Wal-Mart Struggles to Get Up to Speed

By Sari Kalin, CIO |  Development

THE WORLD'S LEADING BIG-BOX discount retailer has finally started to think big
thoughts about its website. Wal-Mart has unveiled a total revamp of its site -- the
first major online overhaul it has undertaken since it launched its e-commerce effort
in the summer of 1996. And hot on the heels of the Jan. 1 relaunch, the company has
announced a venture with a Silicon Valley VC firm to speed future development of the
site.

An online store waiting three-and-a-half years to unveil a major site redesign is
kind of like a brick-and-mortar shopping mall waiting a few decades to install a food
court. During the past three years, nimble online retail pioneer Amazon.com has been
continually evolving its site, adding shopping categories from hardware to toys,
improving its shopping tools and increasing its customer base and revenues (if not its
profits, which remain nonexistent); brick-and-mortar retailers such as Macy's have also
been through several online design iterations. But Wal-Mart spokesperson Melissa
Berryhill defends the Bentonville, Ark.-based retail giant's slower pace. "We've been
more concerned about doing this right rather than doing it fast," Berryhill says.

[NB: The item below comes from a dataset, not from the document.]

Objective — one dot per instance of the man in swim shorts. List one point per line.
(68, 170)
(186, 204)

Did Wal-Mart do it right? The new site offers roughly 600,000 products -- about six
times the number of products found in a typical Wal-Mart Supercenter. The site has
added several new product and service categories, including travel, photo, automotive,
pets and hobbies. Shopping tools include a gift finder, personal shopping list and
reminder calendar. Customers who shop online can return their merchandise in Wal-Mart's
stores, a convenience that will likely be much appreciated by shoppers who've struggled
with post-Christmas returns to dotcoms. And Wal-Mart is testing 60 web kiosks in its
stores to help introduce its current customer base to online shopping.

That's certainly an improvement from Wal-Mart's earlier web efforts. But according
to at least one analyst, the redesign still falls short in functionality and strategy.
The site's search tool "doesn't work at all," says Seema Williams, a senior analyst for
online retail at Forrester Research. And the site looks clunky, with a long list of
categories trailing down the lefthand side of the page. "They don't seem to have a
market-leading site, not even a market average site," says Williams. Strategically, Wal-
Mart has yet to use its massive brick-and-mortar presence to full online advantage.
Offering in-store pickup of items ordered online "would be an enormous edge, seriously
one-upping all the dotcom retailers," Williams says.